They do offer an RSS feed of each newsletter though - add /feed to the newsletter subdomain to get it. Mine is at https://simonw.substack.com/feed.

So we can get data back out again... but what about getting data in? I don't want to manually assemble a newsletter from all of these different sources of data.

That's where copy-and-paste comes in.

The Substack compose editor incorporates a well built rich-text editor. You can paste content into it and it will clean it up to fit the subset of HTML that Substack supports... but that's a pretty decent subset. Headings, paragraphs, lists, links, code blocks and images are all supported.

The vast majority of content on my blog fits that subset neatly.

Crucially, pasting in images as part of that rich text content Just Works: Substack automatically copies any images to their substack-post-media S3 bucket and embeds links to their CDN in the body of the newsletter.

So... if I can generate the intended rich-text HTML for my whole newsletter, I can copy and paste it directly into the Substack.
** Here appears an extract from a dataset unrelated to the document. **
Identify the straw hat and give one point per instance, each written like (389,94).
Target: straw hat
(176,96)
That's exactly what my new Observable notebook does: https://observablehq.com/@simonw/blog-to-newsletter

Generating HTML is a well trodden path, but I also wanted a "copy to clipboard" button that would copy the rich text version of that HTML such that pasting it into Substack would do the right thing.

With a bit of help from MDN and ChatGPT (my TIL) I figured out the following:

function copyRichText(html) {
  const htmlContent = html;
  // Create a temporary element to hold the HTML content
  const tempElement = document.createElement("div");
  tempElement.innerHTML = htmlContent;
  document.body.appendChild(tempElement);
  // Select the HTML content
  const range = document.createRange();
  range.selectNode(tempElement);
  // Copy the selected HTML content to the clipboard
  const selection = window.getSelection();
  selection.removeAllRanges();
  selection.addRange(range);
  document.execCommand("copy");
  selection.removeAllRanges();
  document.body.removeChild(tempElement);
}

This works great! Set up a button that triggers that function and clicking that button will copy a rich text version of the HTML to the clipboard, such that pasting it directly into the Substack editor has the desired effect.

Assembling the HTML

I love using Observable Notebooks for this kind of project: quick data integration tools that need a UI and will likely be incrementally improved over time.

Using Observable for these means I don't need to host anything and I can iterate my way to the right solution really quickly.

First, I needed to retrieve my entries, blogmarks and quotations.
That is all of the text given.